Cependant, d’un bout à l’autre de l’Europe, on entend le tapage assourdissant de ce martellement continu, scandé par les grondemens du canon. Ici, le lourd marteau-pilon de la monarchie retombe à coups redoublés sur la France et lui donne la cohésion qui lui manquait, tassant les provinces les unes sur les autres. Là, de Vienne à Madrid, un laminoir infatigable étire, allonge les territoires au point de dépasser la limite de leur élasticité, et déjà, un œil exercé peut prévoir une cassure entre les Alpes et le Pô, à la jonction de ces immenses domaines. En Espagne, la royauté reforge la vieille et sainte épée qui a vaincu l’Infidèle pour en faire un levier à soulever les deux mondes ; et si pur que soit ce fier métal, il se brisera sous l’effort.

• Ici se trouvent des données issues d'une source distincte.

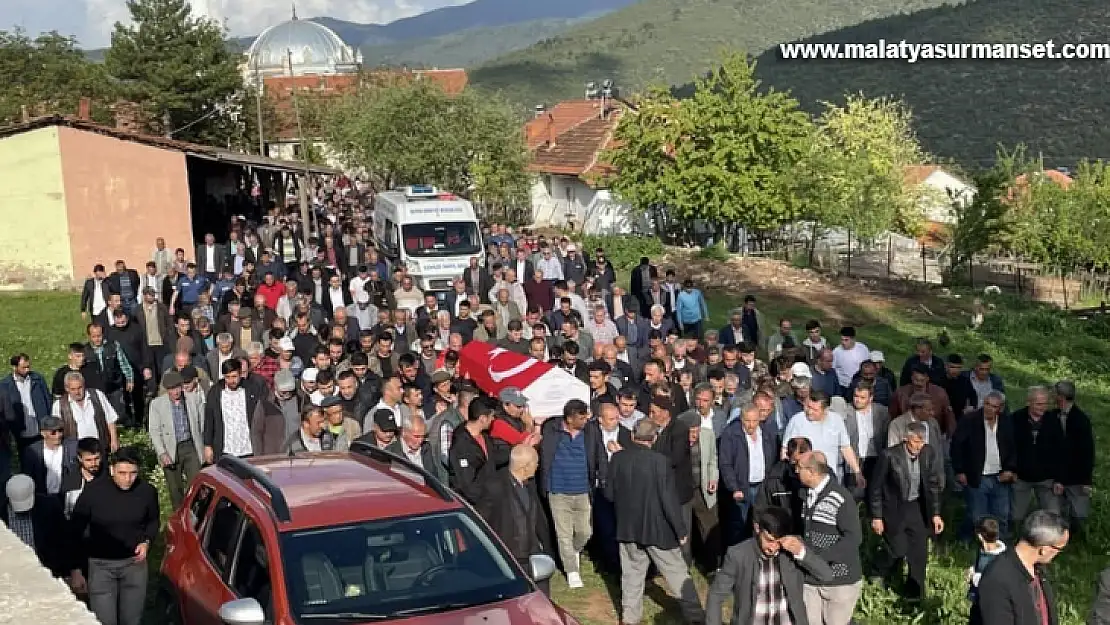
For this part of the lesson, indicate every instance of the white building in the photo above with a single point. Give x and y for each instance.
(939, 188)
(566, 144)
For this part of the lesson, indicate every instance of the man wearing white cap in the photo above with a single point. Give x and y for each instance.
(362, 311)
(38, 526)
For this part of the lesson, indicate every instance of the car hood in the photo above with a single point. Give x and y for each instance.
(526, 610)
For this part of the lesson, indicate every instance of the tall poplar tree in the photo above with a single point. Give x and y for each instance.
(179, 68)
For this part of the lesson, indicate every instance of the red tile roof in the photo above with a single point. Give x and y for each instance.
(569, 139)
(917, 174)
(279, 89)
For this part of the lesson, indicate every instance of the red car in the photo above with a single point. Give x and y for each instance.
(357, 537)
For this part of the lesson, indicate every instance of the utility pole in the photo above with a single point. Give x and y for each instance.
(258, 102)
(302, 187)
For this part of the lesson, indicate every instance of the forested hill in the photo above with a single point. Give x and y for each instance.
(965, 109)
(667, 41)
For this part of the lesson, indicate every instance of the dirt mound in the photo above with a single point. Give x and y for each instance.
(765, 278)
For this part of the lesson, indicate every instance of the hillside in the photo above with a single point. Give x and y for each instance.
(966, 108)
(668, 41)
(467, 48)
(524, 22)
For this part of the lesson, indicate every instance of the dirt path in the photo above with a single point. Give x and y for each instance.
(834, 296)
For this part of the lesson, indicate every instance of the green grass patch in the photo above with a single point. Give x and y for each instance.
(1031, 344)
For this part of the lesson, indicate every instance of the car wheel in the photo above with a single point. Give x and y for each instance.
(167, 606)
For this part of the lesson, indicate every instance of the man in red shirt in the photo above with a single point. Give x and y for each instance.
(271, 290)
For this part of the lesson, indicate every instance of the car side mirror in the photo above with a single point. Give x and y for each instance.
(543, 567)
(249, 612)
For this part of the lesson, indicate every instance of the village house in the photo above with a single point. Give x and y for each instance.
(567, 143)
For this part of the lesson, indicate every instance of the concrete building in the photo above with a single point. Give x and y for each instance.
(74, 193)
(567, 145)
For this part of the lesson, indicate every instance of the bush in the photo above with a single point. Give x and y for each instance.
(715, 252)
(622, 251)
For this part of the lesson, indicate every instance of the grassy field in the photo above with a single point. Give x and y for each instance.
(1030, 345)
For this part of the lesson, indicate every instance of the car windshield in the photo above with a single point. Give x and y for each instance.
(448, 239)
(396, 567)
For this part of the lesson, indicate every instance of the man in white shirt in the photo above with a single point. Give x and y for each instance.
(847, 356)
(827, 433)
(391, 401)
(86, 413)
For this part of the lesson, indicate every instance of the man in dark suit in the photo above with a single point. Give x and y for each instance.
(1078, 473)
(520, 520)
(673, 441)
(987, 481)
(50, 459)
(607, 437)
(94, 293)
(125, 282)
(651, 525)
(742, 472)
(768, 570)
(641, 283)
(905, 502)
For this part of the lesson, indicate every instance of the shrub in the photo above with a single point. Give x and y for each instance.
(715, 252)
(622, 251)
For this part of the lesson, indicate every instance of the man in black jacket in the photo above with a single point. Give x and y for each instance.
(1038, 443)
(781, 487)
(121, 517)
(651, 526)
(905, 499)
(1077, 473)
(1013, 590)
(607, 437)
(473, 456)
(520, 520)
(985, 463)
(674, 442)
(132, 340)
(830, 526)
(767, 571)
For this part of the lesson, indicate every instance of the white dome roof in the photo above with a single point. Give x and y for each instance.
(314, 48)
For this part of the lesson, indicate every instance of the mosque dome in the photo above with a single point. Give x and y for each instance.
(299, 48)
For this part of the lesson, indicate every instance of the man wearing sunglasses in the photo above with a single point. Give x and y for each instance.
(1013, 590)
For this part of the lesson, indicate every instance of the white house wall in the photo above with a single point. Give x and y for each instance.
(558, 200)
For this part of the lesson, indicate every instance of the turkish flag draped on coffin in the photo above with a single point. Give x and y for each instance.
(494, 369)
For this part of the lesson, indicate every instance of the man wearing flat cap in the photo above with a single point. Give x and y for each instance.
(513, 424)
(175, 435)
(383, 430)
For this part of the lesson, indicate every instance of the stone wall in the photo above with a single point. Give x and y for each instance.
(30, 594)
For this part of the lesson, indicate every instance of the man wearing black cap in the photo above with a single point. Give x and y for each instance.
(131, 340)
(175, 435)
(50, 459)
(383, 430)
(651, 526)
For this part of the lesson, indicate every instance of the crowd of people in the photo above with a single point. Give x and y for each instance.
(756, 454)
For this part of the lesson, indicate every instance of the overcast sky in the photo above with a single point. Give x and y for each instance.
(91, 20)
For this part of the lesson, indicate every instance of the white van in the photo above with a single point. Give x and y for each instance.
(433, 232)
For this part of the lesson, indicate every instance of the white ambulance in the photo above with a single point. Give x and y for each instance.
(433, 232)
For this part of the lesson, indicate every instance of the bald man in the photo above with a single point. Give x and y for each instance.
(520, 521)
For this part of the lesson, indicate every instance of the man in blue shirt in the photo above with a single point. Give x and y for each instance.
(690, 310)
(188, 290)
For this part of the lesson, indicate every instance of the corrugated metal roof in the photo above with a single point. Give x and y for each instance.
(197, 150)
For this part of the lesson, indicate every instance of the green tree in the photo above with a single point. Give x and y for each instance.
(644, 158)
(980, 223)
(722, 157)
(405, 131)
(48, 74)
(180, 69)
(854, 171)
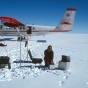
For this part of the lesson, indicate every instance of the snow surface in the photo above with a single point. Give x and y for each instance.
(28, 75)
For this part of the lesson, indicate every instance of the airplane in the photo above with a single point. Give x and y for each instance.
(12, 27)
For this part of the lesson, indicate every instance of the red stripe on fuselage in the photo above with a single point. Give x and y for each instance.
(40, 31)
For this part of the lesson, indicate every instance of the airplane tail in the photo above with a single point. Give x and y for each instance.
(67, 21)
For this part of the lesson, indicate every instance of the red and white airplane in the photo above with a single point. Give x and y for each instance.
(14, 26)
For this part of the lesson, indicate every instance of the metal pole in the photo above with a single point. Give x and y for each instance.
(27, 48)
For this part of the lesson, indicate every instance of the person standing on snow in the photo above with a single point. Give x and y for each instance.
(48, 56)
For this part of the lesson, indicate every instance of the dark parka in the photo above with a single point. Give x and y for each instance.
(48, 54)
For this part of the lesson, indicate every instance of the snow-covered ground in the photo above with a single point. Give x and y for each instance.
(28, 75)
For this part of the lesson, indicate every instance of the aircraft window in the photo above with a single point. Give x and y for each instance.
(23, 27)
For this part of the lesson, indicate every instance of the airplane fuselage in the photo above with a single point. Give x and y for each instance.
(35, 29)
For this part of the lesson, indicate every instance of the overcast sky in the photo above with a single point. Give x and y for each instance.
(46, 12)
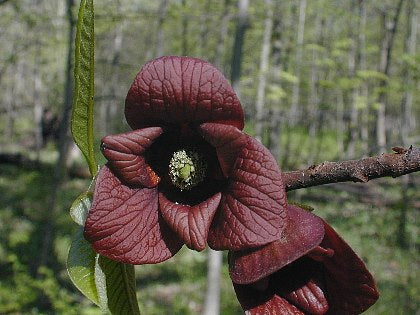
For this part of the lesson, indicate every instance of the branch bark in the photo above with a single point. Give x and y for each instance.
(402, 162)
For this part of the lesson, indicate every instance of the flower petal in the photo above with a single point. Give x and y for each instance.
(351, 288)
(301, 283)
(124, 153)
(304, 232)
(177, 90)
(228, 142)
(191, 224)
(257, 302)
(310, 298)
(124, 224)
(253, 207)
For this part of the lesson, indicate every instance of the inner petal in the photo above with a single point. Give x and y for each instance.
(191, 224)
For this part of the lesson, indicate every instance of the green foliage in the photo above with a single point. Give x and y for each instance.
(82, 114)
(81, 267)
(116, 286)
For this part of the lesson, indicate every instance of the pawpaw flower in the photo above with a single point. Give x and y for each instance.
(328, 279)
(186, 173)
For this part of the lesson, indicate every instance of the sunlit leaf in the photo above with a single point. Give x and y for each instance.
(81, 267)
(82, 114)
(116, 286)
(80, 208)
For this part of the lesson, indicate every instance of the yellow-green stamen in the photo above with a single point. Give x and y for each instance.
(187, 169)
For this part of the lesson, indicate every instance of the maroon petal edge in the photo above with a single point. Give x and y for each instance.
(228, 142)
(124, 153)
(350, 286)
(124, 224)
(191, 224)
(177, 90)
(252, 211)
(304, 232)
(259, 302)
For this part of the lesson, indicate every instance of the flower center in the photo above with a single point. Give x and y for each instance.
(187, 169)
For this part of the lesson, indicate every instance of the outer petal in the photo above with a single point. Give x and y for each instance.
(190, 223)
(257, 302)
(304, 232)
(177, 90)
(124, 224)
(124, 153)
(351, 288)
(253, 206)
(228, 142)
(301, 283)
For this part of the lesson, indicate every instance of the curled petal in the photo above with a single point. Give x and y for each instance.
(304, 232)
(309, 297)
(253, 207)
(178, 90)
(191, 224)
(124, 223)
(351, 288)
(124, 153)
(257, 302)
(228, 142)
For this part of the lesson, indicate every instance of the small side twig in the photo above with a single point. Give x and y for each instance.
(401, 162)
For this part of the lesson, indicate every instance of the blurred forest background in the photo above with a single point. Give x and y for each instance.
(319, 80)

L’Angleterre, maîtrisant l’Ecosse, écrase de tout son poids et réduit en poudre la malheureuse Irlande. Trois ou quatre marteaux différens frappent à coups redoublés les principautés allemandes et empêchent cette poussière d’Etats de s’agglomérer. En Italie, on entend grincer, on voit étinceler dans un éclair rapide les limes et les tarières des petits despotes. Ces outils brillans et fragiles semblent accomplir, en quelques tours de vis, une besogne plus délicate que les pesans appareils du voisinage. Dans leur atelier restreint, ils appliquent des procédés perfectionnés ; la trempe de leur acier est plus subtile, mais il se brisera plus tôt dans leurs mains. L’Italie, méconnue, déchirée par ses enfans trop habiles, sera une sorte de champ d’expérience où les grandes puissances viendront successivement faire l’épreuve de leurs forces.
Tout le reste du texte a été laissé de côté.